BCA's base case is that the S&P 500 could reach 9,200 — a 30% gain from current levels — before the cycle turns. That would represent a significant further rally from already elevated valuations, but it is not implausible given the momentum in AI adoption and the earnings growth it is generating. The firm notes that the 1999 melt-up was not irrational in the sense that the internet really did transform the economy. The mistake was not believing in the technology; it was paying prices that assumed the transformation would happen faster and more profitably than it actually did.
The Bear Case
The bear case is more nuanced than a simple bubble narrative. The most sophisticated skeptics of the current AI trade are not arguing that AI is a fraud or that the technology will fail to deliver on its promises. They are arguing that the economic value created by AI will be distributed differently than current market prices imply — that the productivity gains will accrue to users and to the economy broadly rather than to the companies building AI infrastructure, that the competitive dynamics of the AI market will compress margins, and that the $587 billion in annual capex being committed to AI infrastructure will produce returns that are positive but not nearly sufficient to justify current valuations.
This is, in essence, the same argument that was made about the internet in 2000 — and it turned out to be correct in the medium term, even as it was wrong in the long term. The internet did transform the economy, but most of the companies that built the infrastructure for that transformation went bankrupt. The value accrued to the companies that used the infrastructure — Amazon, Google, Facebook — not to the companies that built it. The question for AI investors is whether the same dynamic will play out, and if so, which companies are the Amazons and Googles of the AI era rather than the Pets.coms and Webvans.
BCA's advice to investors is not to get out of the AI trade, but to be clear-eyed about what phase of the cycle they are in. Late-cycle rallies can be the most profitable phase of a bull market — but they are also the phase in which the risk-reward ratio deteriorates most rapidly.
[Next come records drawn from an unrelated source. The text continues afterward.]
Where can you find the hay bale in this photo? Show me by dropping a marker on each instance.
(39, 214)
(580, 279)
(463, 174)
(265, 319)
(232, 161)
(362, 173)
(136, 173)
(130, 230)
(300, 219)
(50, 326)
The investors who made the most money in 1999 were the ones who rode the melt-up with discipline and got out before the crash. The investors who lost the most were the ones who convinced themselves that the rules of financial gravity had been permanently suspended. The four indicators BCA is watching suggest that the AI trade is not yet at the point of maximum danger — but it is closer to that point than it was six months ago.